Figure 1. Flow diagram illustrating participant selection

2. Ophthalmic variables

AMD was identified through screening tests. AMD was defined based on the ophthalmologic examinations performed by certificated ophthalmologists, and the Epidemiologic Survey Committee of the Korean Ophthalmologic Society verified the quality of the ophthalmic surveys [13]. Ophthalmologic examinations included measurements of visual acuity and intraocular pressure, autorefraction, slit-lamp biomicroscopy, and fundus photography.

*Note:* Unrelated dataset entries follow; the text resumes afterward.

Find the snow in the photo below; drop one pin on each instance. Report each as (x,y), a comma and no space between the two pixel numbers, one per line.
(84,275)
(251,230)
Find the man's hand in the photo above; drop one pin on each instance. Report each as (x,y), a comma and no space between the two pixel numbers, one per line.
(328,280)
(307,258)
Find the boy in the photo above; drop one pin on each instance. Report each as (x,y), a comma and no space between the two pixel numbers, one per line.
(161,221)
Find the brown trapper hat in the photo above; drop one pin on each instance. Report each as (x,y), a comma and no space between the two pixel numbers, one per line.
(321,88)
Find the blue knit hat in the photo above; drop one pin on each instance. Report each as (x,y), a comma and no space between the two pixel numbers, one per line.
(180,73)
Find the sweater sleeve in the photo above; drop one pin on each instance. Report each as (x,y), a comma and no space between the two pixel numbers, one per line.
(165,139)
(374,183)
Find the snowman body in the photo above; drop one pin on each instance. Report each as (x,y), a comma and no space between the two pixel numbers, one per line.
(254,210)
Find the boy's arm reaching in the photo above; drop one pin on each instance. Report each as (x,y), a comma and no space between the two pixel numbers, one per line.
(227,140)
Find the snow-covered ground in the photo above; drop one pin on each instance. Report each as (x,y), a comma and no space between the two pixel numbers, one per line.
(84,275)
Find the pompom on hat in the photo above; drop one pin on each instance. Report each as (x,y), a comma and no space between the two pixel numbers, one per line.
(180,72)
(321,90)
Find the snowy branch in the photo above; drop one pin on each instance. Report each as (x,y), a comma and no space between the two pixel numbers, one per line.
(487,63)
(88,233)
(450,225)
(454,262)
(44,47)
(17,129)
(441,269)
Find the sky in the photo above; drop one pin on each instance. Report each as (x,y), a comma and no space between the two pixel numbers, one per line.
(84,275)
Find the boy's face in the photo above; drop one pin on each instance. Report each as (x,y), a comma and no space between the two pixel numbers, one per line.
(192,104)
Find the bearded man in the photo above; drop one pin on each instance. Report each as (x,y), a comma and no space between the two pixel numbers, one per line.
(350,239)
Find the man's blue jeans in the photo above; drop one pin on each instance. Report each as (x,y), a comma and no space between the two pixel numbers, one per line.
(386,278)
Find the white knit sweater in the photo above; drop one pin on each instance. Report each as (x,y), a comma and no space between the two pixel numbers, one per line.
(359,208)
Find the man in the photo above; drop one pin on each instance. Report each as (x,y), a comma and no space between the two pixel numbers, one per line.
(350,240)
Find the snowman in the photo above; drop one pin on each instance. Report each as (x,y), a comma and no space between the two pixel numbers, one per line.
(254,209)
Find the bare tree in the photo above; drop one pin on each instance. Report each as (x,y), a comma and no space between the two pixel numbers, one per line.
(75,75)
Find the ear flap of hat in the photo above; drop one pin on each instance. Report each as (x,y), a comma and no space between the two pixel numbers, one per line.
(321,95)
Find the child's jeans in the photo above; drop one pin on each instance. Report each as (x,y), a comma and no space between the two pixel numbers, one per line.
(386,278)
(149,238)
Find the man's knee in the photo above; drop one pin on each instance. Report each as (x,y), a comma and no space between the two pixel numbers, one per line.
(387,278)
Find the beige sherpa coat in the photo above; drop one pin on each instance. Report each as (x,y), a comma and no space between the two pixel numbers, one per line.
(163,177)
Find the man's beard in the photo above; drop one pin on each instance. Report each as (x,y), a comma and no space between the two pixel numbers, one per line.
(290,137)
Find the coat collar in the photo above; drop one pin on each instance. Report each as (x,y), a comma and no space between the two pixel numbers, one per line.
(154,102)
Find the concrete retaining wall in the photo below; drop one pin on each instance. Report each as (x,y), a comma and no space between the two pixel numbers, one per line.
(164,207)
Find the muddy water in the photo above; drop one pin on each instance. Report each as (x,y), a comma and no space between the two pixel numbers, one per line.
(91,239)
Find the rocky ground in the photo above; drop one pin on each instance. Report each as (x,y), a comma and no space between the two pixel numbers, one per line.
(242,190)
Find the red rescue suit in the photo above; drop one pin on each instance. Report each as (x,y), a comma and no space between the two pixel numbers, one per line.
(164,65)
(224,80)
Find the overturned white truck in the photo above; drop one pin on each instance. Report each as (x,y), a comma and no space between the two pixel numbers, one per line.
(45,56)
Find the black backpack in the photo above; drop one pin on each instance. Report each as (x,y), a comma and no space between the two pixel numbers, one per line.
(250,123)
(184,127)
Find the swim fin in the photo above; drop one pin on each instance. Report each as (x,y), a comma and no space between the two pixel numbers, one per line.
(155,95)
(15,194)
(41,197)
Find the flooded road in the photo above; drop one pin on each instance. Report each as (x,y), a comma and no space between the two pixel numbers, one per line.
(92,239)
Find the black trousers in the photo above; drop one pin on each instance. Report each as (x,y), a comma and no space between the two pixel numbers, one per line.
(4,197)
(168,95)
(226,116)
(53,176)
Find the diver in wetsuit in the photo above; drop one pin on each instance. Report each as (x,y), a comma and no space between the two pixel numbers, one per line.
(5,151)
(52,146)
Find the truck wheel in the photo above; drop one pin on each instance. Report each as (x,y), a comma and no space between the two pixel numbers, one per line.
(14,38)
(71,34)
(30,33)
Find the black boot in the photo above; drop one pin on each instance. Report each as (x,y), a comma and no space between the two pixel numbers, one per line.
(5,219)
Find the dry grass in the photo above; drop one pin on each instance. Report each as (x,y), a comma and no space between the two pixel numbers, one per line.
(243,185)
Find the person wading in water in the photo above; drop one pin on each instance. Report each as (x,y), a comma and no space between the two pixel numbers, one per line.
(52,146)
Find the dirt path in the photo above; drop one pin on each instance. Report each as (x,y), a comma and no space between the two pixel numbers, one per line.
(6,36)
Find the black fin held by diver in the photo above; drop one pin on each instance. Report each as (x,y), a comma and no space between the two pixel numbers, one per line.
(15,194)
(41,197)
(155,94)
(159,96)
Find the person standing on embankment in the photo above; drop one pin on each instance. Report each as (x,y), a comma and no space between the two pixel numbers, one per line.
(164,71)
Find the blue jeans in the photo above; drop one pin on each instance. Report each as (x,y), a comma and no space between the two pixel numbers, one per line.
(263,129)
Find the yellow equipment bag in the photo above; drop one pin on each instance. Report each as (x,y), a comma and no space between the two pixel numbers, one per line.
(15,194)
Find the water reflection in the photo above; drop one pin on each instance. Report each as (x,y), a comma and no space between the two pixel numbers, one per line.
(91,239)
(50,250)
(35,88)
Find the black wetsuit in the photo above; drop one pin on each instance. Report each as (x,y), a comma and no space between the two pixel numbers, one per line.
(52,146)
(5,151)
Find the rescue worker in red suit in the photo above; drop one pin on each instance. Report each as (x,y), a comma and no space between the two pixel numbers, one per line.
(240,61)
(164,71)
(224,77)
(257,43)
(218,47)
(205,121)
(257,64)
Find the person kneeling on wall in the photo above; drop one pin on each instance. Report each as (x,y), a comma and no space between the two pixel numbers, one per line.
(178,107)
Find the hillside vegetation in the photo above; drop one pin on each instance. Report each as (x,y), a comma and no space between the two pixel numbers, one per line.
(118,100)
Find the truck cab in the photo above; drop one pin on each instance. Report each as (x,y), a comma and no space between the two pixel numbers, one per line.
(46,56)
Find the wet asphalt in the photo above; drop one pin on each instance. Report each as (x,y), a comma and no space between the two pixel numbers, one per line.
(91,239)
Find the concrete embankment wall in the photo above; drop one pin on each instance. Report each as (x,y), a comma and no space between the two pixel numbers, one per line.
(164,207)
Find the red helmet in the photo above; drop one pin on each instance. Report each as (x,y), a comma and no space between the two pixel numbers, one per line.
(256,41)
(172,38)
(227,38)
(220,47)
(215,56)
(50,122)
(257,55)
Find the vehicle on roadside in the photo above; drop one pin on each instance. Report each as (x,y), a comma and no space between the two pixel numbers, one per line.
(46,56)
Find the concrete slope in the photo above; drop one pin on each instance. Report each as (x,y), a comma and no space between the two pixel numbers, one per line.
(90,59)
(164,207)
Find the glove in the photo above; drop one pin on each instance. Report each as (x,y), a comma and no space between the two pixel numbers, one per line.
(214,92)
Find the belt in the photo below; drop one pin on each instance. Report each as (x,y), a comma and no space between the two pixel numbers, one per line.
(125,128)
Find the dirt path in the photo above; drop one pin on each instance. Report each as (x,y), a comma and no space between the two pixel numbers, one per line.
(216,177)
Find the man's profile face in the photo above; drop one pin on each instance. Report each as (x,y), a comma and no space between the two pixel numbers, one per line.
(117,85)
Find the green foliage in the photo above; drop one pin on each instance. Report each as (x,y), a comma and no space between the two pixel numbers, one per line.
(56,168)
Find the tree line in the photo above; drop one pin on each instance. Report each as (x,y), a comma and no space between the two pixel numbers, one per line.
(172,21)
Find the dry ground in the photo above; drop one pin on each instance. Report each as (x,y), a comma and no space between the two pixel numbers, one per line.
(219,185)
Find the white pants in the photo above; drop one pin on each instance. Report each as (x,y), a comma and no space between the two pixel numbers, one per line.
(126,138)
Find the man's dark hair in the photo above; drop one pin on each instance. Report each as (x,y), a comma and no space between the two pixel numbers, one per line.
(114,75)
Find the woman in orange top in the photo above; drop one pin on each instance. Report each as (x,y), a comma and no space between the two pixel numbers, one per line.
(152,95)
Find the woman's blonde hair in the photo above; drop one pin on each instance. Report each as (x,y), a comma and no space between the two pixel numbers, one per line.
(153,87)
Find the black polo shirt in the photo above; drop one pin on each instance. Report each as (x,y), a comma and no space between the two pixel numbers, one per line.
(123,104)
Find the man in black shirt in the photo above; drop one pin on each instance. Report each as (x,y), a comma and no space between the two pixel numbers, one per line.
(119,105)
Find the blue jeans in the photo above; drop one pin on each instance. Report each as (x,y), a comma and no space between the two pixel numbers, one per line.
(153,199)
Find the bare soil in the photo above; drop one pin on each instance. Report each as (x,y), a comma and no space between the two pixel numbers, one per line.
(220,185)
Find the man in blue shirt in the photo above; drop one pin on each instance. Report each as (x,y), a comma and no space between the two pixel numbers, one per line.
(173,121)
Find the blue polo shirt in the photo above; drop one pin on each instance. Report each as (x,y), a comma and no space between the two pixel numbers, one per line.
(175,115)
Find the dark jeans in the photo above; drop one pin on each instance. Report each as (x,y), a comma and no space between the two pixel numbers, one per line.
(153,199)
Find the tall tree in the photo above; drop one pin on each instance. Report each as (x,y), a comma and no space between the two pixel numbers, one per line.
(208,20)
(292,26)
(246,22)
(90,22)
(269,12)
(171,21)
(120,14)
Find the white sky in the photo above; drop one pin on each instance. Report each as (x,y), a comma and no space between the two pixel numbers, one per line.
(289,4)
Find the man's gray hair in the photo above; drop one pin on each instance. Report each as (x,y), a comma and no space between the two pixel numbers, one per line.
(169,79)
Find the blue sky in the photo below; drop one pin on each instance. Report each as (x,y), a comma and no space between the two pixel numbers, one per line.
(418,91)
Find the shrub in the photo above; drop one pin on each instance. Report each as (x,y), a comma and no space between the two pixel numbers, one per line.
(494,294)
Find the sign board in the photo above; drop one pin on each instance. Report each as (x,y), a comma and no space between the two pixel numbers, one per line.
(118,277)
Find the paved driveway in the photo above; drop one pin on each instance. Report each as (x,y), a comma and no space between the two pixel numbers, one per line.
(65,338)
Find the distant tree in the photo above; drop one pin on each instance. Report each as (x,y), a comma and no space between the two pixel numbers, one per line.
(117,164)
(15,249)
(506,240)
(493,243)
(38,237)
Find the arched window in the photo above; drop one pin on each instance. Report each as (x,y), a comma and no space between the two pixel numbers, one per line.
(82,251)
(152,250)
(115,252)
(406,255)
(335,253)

Digital fundus photographs centered on the fovea (Diabetic Retinopathy Study standard field 2) were taken with a non-mydriatic fundus camera (TRC-NW6S, Topcon, Tokyo, Japan; Nikon D-80, Nikon, Tokyo, Japan) under physiological mydriasis. The examinations results classified AMD into Yes/No categories. Hyperopia, a common refractive error in which distant objects are seen more clearly than near objects due to the light rays entering the eye being focused behind the retina, was defined as a refractory error >+0.5 D [14]. A history of cataract surgery was determined using self-reported questionnaires. Conditions were considered present when one or both eyes were affected.

3. Other variables

Health interviews and health examinations were performed during a single day by trained medical staff and interviewers. Information on age, sex, health behaviors (smoking history, alcohol drinking, and physical activity), histories of physician-diagnosed diseases (any cancer, myocardial infarction, stroke, hypertension, and type 2 diabetes) were collected during interviews. Current smokers were defined as individuals who smoked cigarettes at the time of interview. Frequent drinking was defined as drinking twice per week. Regular exercise was defined ≥2.5 hours/week of moderate-intensity activity, ≥1.25 hours/week of high-intensity activity, or a considered combination of activities. After each interview, body height and weight were measured using a standard scale with participants wearing light clothing and no shoes, and body mass index (BMI) was calculated by dividing weight by height squared (kg/m2). Obesity was defined as BMI ≥25.0 kg/m2 according to WHO criteria for the Asia-Pacific region [15].

4. Statistical analysis

Demographics and clinical characteristics of participants were assessed using Chi-square test. A multiple logistic regression model adjusted for potential confounding factors, extracted by stepwise multivariate logistic regression analysis, was used to evaluate associations between cancer history and AMD prevalence. We determined the prevalence of AMD with 95% confidence intervals (CIs) by cancer history in the whole cohort and in age subgroups (40-54, 55-64, and ≥65 years old). All statistical analyses were performed using Stata/MP software (version 17.0; Stata Corp., College Station, TX, USA). All statistical tests were two-tailed, and statistical significance was accepted for P-value <0.05.